India has announced a coal-fired power generation capacity cap of 307 gigawatts (GW) by 2035, effectively locking in current projects without signalling a phase-out strategy. This move extends the existing thermal development trajectory while aligning with the 2030 target of 500 GW of non-fossil capacity.
The stated level represents a roughly 45% increase from the 212 GW recorded in March 2023. It includes approximately 97 GW of identified, under-construction or planned projects, largely concentrated in mining-dependent states. No decision has yet been made regarding further additions beyond this threshold.
National regulation remains flexible
The announced cap aligns with the trajectory of the 2023 National Electricity Plan, which already projects a gradual increase in coal capacity to around 283 GW by 2031-32. The Central Electricity Authority (CEA) has advised against retiring any existing thermal capacity before 2030, extending operational life without regulatory closure mandates.
Emissions standards for coal plants, particularly for sulphur dioxide (SO₂), remain weakly enforced. Repeated postponements have reduced short-term financial constraints for operators but pose a medium-term risk of regulatory tightening.
A compliance system in transition
From 2026, India plans to introduce a Carbon Credit Trading Scheme (CCTS), gradually establishing a price signal for greenhouse gas emissions. New thermal units lacking carbon capture could face high compliance costs. Independent power producers (IPPs) will also face increased uncertainty in revenue projections.
Industrial exporters could face indirect regulatory impacts. The European Union’s Carbon Border Adjustment Mechanism (CBAM) will place growing pressure on industrial users to source low-carbon electricity, forcing a reassessment between fossil and renewable power procurement.
Post-2035 outlook uncertain for investors
The 307 GW cap provides visibility up to 2035 but introduces uncertainty for any future coal projects beyond that horizon.

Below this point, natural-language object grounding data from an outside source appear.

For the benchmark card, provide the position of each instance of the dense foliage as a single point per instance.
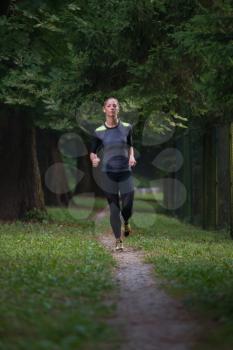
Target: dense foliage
(175, 57)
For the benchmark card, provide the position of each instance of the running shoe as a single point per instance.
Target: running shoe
(119, 245)
(127, 230)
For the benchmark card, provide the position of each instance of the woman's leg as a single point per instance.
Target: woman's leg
(127, 195)
(111, 190)
(127, 206)
(115, 220)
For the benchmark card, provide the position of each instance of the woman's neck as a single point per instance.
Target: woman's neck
(111, 122)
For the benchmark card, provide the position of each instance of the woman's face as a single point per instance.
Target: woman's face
(111, 107)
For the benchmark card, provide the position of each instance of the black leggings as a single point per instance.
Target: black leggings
(119, 188)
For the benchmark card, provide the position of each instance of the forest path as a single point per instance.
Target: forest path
(146, 316)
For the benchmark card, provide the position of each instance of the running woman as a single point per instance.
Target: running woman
(114, 140)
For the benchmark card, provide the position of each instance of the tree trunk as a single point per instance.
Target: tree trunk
(4, 7)
(58, 193)
(20, 189)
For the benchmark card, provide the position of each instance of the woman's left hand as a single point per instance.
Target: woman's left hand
(132, 161)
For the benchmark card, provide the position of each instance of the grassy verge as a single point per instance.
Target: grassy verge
(53, 280)
(197, 266)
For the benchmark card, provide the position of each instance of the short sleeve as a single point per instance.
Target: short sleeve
(95, 143)
(130, 137)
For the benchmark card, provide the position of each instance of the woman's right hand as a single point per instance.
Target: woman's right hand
(95, 162)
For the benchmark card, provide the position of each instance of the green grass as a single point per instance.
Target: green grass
(54, 279)
(196, 266)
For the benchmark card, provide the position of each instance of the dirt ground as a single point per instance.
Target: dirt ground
(148, 318)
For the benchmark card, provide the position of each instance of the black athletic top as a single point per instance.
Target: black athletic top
(113, 145)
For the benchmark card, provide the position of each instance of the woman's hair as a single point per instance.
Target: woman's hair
(110, 98)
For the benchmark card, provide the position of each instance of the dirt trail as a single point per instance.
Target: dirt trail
(150, 319)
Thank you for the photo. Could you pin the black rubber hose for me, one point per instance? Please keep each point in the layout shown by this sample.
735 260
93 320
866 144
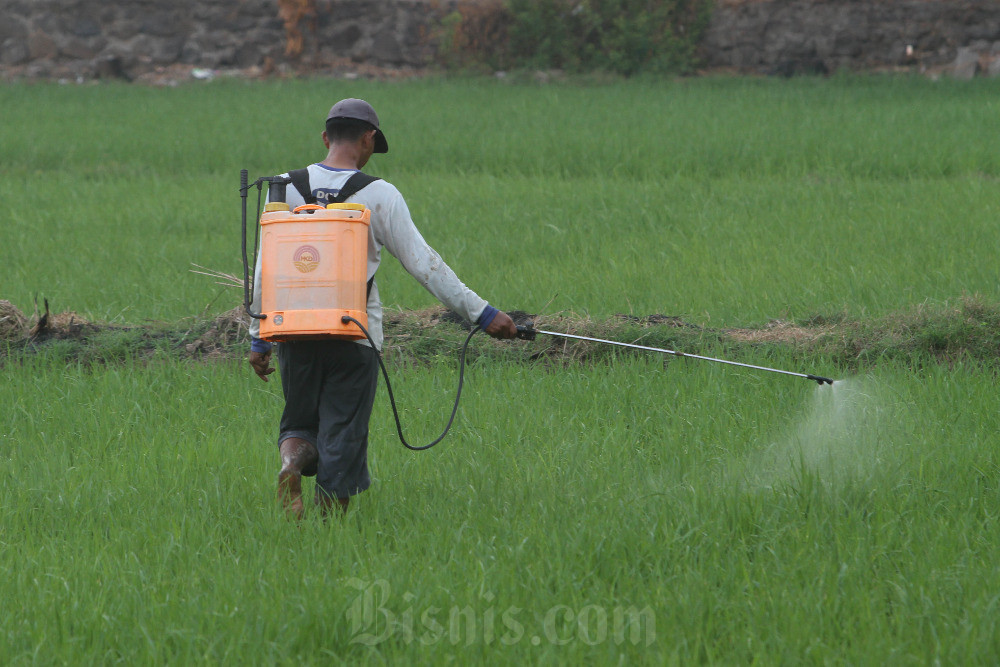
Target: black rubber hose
392 400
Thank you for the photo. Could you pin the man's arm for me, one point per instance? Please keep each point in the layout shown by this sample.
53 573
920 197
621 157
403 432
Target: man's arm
404 241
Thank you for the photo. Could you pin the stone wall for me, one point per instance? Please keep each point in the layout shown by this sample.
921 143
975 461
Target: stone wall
961 37
128 38
83 39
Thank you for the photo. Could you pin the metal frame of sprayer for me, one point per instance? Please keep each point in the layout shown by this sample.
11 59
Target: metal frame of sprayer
276 192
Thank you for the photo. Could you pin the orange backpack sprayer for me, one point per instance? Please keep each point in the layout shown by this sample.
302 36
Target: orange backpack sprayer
313 268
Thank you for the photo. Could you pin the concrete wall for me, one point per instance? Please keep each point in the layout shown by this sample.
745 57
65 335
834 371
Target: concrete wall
83 39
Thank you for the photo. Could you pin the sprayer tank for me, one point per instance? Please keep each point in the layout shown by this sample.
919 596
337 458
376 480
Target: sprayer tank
314 265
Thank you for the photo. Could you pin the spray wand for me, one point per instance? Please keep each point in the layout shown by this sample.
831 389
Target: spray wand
528 332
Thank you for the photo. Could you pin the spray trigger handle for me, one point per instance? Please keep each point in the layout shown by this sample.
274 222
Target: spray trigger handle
526 331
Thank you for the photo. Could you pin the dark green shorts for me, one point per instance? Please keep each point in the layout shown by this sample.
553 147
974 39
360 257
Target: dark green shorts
329 388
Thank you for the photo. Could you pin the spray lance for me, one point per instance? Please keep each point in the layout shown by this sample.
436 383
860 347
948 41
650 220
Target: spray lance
313 283
528 332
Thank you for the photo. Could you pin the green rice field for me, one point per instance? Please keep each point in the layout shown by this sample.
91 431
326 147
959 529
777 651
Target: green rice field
620 508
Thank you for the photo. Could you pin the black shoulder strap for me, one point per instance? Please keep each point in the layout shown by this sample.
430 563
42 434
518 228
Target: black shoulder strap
300 179
358 181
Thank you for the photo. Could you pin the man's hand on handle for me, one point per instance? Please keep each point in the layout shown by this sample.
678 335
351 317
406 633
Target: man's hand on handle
502 326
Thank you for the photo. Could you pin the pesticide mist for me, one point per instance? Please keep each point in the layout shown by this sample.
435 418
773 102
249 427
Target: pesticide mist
844 433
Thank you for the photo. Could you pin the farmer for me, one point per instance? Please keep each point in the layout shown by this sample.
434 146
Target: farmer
329 385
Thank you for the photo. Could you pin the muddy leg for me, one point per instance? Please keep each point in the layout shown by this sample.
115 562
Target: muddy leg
296 455
326 503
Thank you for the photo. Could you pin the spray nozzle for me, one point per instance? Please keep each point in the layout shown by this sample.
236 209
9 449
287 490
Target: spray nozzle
526 331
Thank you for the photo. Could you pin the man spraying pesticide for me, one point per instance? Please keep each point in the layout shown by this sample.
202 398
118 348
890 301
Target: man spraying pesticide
329 369
314 292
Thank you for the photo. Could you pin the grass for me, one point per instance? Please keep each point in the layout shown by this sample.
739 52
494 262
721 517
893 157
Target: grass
637 486
607 507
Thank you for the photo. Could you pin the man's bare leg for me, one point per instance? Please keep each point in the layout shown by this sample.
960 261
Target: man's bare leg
296 455
326 503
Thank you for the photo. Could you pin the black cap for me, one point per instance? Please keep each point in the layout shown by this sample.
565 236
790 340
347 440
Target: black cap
360 110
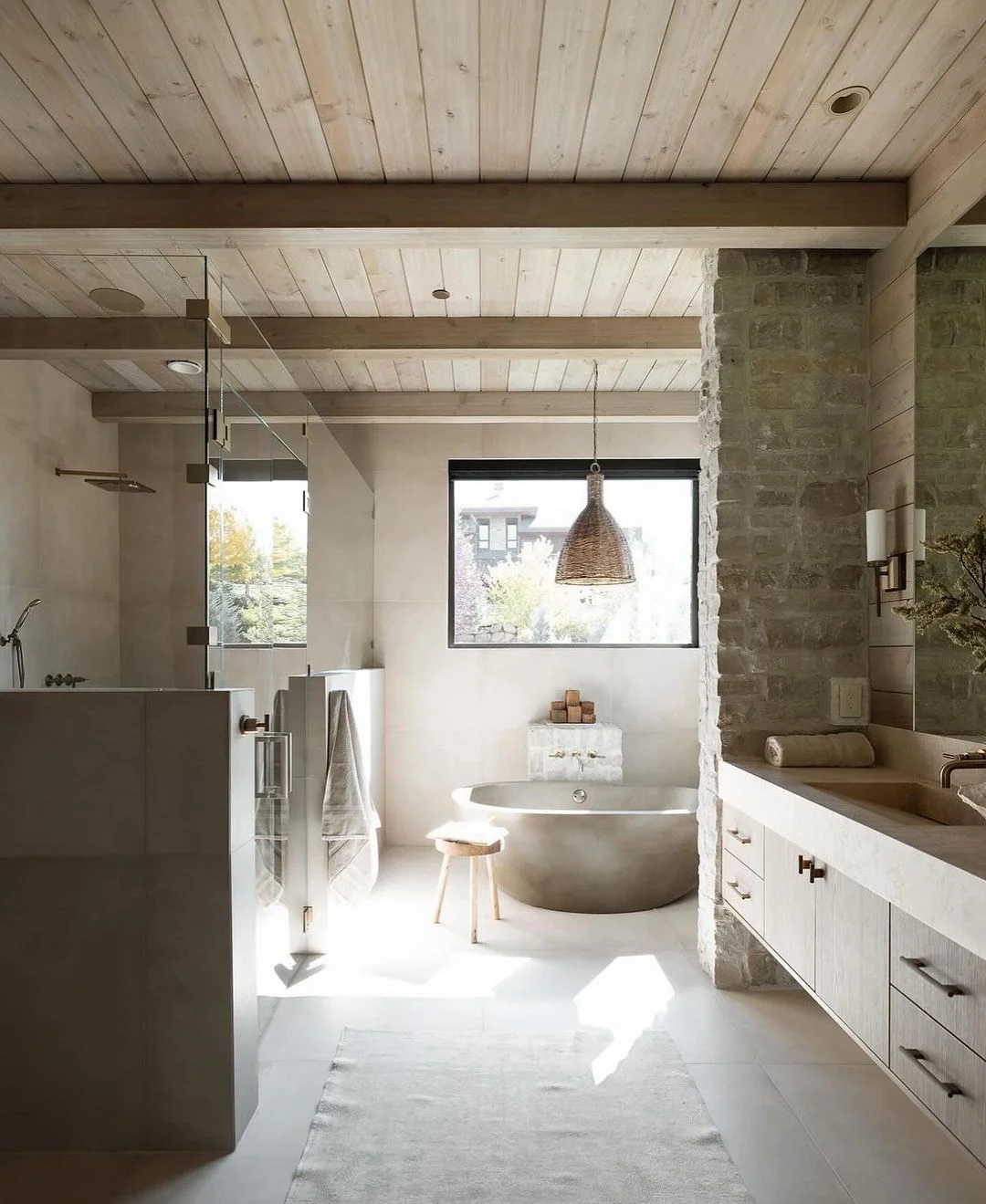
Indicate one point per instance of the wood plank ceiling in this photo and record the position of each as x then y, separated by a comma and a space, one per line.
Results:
479, 89
385, 283
456, 90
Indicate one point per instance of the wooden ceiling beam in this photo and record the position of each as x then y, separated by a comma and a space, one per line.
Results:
188, 218
944, 188
306, 339
968, 231
404, 407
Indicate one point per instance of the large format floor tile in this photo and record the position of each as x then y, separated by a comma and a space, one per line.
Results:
805, 1116
881, 1146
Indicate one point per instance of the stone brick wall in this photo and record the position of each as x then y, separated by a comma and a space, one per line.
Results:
784, 423
950, 463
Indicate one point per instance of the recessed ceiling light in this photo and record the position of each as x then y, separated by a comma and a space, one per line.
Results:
848, 100
117, 300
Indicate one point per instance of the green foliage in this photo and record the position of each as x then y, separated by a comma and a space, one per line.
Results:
522, 592
955, 602
468, 587
519, 585
256, 597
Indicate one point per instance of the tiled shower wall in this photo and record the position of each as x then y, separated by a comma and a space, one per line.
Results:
58, 536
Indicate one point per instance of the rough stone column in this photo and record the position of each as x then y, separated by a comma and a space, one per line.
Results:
781, 528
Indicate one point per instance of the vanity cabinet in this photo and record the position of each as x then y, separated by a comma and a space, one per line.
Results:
944, 1074
914, 997
789, 905
941, 978
851, 968
834, 933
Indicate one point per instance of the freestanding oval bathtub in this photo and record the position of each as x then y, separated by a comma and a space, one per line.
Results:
615, 849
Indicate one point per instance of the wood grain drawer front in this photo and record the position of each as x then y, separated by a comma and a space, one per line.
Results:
743, 838
940, 977
944, 1074
743, 890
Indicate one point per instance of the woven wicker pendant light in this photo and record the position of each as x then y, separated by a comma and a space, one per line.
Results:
595, 550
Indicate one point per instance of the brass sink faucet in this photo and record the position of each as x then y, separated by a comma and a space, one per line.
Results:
960, 761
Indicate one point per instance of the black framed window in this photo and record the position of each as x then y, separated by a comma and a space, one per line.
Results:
507, 524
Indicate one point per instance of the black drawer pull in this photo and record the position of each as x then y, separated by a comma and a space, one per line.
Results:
918, 1057
918, 966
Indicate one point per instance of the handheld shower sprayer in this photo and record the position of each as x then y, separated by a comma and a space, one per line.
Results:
14, 640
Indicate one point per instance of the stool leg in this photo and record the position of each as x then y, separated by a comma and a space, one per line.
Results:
494, 891
443, 880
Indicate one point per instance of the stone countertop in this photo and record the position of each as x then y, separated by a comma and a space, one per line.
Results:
934, 872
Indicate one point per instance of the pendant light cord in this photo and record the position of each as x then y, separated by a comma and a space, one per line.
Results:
595, 465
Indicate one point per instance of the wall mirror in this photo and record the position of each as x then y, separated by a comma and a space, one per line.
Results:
949, 459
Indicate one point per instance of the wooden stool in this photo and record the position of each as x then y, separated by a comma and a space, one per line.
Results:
477, 844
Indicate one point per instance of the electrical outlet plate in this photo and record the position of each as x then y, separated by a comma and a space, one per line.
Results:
849, 699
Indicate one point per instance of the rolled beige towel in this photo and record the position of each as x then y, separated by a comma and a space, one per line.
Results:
844, 749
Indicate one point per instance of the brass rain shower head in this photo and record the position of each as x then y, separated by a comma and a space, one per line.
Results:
112, 482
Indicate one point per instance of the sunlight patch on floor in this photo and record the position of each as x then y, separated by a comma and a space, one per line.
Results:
626, 999
460, 977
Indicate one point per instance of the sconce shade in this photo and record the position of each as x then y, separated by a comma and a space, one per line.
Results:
876, 536
920, 533
595, 550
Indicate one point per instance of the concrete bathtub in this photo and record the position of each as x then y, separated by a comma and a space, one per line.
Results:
590, 846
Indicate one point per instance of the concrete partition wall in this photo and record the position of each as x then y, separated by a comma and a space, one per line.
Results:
127, 920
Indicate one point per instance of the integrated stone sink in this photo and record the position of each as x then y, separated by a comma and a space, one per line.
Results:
906, 802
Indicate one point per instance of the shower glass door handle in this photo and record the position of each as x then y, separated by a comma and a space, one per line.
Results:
272, 766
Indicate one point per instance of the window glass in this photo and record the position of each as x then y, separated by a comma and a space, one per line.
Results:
257, 544
509, 527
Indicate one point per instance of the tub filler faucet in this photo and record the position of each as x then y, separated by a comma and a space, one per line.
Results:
582, 758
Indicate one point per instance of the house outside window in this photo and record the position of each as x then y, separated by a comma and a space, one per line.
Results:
509, 521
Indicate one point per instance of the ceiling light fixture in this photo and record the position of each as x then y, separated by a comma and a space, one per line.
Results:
117, 300
595, 550
848, 100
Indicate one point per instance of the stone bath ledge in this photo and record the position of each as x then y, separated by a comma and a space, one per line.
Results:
934, 873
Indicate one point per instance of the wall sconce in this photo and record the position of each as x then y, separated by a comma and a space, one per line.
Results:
920, 535
890, 572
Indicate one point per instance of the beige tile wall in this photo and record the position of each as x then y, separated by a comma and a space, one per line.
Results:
459, 716
891, 487
58, 536
163, 580
163, 540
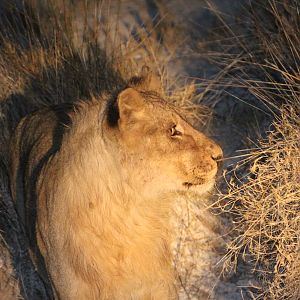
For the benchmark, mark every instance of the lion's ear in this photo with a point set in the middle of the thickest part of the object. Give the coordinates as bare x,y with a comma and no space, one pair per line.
145,81
130,103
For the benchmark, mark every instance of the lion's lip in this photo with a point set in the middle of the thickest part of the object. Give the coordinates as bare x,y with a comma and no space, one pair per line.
198,182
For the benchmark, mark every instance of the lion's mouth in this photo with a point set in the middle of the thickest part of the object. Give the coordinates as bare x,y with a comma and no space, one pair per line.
188,184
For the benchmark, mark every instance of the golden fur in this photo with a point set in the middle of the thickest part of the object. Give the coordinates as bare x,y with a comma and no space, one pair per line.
92,186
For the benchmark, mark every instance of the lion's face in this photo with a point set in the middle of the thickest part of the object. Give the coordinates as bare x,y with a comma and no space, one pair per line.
162,149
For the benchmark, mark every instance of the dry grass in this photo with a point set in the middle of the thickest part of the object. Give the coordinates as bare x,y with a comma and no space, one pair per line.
263,194
266,209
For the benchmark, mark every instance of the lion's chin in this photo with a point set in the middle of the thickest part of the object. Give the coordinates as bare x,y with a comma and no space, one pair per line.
201,188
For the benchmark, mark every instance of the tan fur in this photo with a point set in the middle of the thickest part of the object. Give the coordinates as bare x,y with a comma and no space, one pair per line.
102,194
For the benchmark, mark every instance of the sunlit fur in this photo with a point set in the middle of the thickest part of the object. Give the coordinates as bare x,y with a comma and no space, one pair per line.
103,199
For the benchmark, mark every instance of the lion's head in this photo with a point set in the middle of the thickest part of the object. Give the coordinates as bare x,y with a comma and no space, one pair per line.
158,148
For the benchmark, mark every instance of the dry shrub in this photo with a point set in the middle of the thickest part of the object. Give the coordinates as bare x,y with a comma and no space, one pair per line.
267,209
264,201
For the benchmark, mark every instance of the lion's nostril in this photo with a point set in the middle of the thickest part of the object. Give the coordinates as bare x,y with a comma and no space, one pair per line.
217,157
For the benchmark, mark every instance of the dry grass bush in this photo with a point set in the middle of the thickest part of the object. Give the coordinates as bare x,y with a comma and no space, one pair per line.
263,196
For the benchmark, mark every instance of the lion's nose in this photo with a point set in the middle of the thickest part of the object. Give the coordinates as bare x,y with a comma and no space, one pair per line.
217,154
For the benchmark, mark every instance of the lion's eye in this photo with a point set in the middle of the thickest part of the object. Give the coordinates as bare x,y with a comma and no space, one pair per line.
175,132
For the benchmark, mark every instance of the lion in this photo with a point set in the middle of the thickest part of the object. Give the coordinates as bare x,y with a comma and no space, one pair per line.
92,183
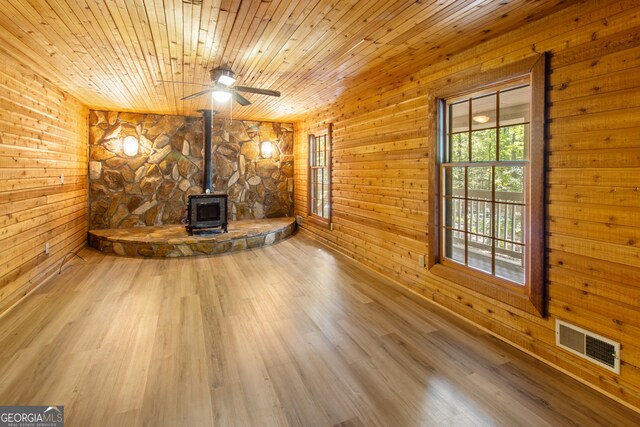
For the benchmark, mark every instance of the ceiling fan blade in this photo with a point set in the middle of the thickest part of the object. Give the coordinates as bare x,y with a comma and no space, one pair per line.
197,94
256,90
240,99
182,82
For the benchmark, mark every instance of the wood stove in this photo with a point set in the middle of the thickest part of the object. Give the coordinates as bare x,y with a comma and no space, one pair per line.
207,213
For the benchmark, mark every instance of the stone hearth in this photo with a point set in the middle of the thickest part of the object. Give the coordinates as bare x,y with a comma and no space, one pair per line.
174,241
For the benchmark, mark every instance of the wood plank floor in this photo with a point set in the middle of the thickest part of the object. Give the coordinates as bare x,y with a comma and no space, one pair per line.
290,334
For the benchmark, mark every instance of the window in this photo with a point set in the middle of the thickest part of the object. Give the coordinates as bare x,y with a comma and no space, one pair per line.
319,176
488,215
483,182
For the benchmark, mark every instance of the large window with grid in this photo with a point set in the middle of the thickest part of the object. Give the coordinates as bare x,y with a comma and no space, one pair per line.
487,219
483,181
319,176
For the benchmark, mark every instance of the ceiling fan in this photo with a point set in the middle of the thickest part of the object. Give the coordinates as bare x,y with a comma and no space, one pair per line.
222,90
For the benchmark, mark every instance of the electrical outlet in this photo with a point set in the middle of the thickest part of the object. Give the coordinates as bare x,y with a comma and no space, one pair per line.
421,261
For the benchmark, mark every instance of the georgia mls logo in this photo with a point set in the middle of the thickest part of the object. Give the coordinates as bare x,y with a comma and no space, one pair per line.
31,416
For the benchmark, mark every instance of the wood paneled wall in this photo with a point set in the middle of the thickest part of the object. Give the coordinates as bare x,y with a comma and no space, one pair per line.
43,135
381,143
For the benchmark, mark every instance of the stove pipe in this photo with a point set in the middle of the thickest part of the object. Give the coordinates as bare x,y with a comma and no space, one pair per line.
207,184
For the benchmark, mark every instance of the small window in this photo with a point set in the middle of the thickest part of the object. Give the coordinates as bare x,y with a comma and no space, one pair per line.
319,176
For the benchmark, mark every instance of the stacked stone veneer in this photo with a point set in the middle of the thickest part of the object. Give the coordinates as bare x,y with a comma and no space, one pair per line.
152,188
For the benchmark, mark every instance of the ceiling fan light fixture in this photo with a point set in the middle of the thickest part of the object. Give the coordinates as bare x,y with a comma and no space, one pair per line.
221,95
223,76
481,118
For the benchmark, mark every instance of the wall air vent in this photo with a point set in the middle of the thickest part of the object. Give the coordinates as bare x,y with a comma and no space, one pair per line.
590,346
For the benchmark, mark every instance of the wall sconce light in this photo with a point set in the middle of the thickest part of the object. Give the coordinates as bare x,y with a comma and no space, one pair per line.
130,145
266,149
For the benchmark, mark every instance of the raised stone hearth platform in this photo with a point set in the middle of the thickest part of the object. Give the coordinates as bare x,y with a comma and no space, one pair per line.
175,241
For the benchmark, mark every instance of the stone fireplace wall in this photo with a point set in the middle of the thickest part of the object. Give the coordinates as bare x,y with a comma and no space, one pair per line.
152,187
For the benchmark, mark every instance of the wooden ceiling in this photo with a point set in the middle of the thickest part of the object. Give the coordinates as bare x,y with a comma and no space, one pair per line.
114,54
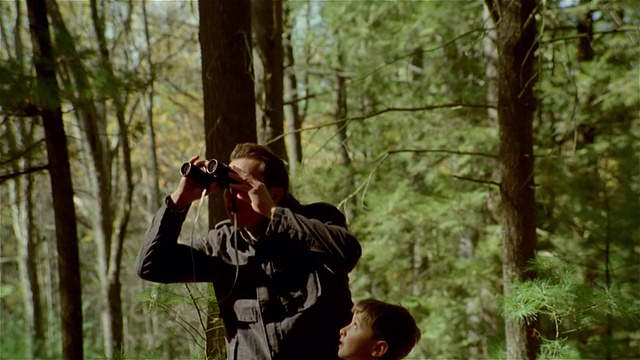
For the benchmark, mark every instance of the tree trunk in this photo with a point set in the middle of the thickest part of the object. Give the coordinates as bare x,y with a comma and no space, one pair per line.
229,112
98,164
21,137
112,316
266,28
155,200
516,43
292,119
21,194
61,186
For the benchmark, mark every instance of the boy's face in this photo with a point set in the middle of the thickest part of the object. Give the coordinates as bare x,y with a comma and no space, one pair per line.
356,340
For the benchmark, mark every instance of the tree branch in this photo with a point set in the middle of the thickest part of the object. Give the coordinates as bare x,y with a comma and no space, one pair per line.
30,170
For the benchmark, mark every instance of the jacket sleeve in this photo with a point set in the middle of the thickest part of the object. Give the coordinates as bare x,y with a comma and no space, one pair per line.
162,259
321,229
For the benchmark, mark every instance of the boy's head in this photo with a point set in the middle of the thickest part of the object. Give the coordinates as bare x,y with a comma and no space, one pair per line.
378,330
272,168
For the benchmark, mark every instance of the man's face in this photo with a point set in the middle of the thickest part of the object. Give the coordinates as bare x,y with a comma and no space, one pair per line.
246,216
356,340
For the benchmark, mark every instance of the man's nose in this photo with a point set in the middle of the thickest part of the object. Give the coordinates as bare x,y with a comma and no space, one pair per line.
343,331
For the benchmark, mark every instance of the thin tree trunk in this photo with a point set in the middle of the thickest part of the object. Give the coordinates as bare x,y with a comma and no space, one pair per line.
98,163
23,221
155,176
292,119
516,41
61,186
230,118
266,27
24,229
341,113
113,317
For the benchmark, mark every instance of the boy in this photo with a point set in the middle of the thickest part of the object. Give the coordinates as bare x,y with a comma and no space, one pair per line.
380,331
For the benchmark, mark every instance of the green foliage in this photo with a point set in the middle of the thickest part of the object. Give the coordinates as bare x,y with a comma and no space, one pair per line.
570,309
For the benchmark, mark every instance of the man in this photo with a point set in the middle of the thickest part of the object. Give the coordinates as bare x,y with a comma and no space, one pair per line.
279,269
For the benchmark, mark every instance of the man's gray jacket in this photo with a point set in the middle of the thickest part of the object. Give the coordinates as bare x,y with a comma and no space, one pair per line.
284,296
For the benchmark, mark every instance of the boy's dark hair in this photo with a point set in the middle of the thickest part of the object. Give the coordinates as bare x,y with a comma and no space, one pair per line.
391,323
273,169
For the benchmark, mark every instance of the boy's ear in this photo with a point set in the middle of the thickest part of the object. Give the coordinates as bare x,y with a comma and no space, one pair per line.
276,194
379,349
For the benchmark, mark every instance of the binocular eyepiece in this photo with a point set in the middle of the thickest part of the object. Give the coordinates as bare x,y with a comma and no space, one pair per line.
215,171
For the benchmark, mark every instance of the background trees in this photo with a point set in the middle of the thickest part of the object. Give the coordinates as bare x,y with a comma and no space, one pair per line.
394,110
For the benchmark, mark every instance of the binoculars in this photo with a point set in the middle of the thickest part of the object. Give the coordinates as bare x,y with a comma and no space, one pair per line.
215,171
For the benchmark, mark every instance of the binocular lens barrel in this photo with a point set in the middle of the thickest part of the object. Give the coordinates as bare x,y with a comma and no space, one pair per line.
196,173
214,171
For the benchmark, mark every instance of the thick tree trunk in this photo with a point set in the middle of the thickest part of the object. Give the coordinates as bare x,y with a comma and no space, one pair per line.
266,27
230,118
516,42
61,186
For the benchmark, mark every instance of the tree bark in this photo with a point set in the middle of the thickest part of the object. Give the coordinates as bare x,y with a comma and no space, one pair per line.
292,119
229,107
61,185
516,43
24,226
266,28
112,311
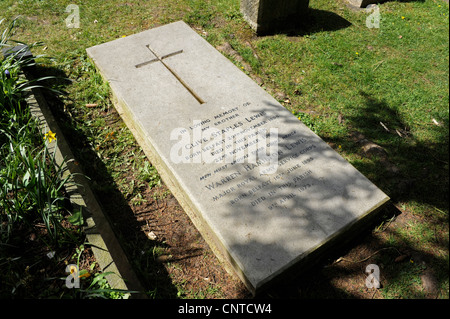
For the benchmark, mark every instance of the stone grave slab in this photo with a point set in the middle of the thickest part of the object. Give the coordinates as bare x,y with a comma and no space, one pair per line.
266,193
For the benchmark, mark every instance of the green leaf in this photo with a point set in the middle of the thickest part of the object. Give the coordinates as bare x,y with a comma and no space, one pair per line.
76,219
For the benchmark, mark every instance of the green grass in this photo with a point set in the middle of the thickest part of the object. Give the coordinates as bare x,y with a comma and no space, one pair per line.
340,77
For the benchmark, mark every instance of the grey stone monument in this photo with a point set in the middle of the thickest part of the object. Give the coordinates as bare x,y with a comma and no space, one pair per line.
267,194
266,16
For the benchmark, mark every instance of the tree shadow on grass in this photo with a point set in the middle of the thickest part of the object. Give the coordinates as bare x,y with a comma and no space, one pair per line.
315,21
422,174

Public finance institutions such as Power Finance Corporation (PFC) and Rural Electrification Corporation (REC) will need to incorporate regulatory stress scenarios into credit risk models.
The absence of explicit capacity remuneration mechanisms, combined with projected declines in plant load factors due to rising renewable penetration, puts future units’ profitability at risk. Without tariff reform, these plants may be unable to cover fixed operating costs.
Differentiated impact across actors and regions
Setting a cap without a closure timeline avoids immediate confrontation with coal-producing states such as Jharkhand, Odisha or Chhattisgarh. These regions maintain a stable revenue outlook from mining activities, with no obligation to initiate local transition strategies.
Private players like Adani Power or Tata Power must balance state-backed thermal investments with the need to expand renewable portfolios to remain eligible for international green finance. Public utilities are likely to focus on securing long-term power purchase agreements (PPAs) amid a fragmented federal and state-level contract environment.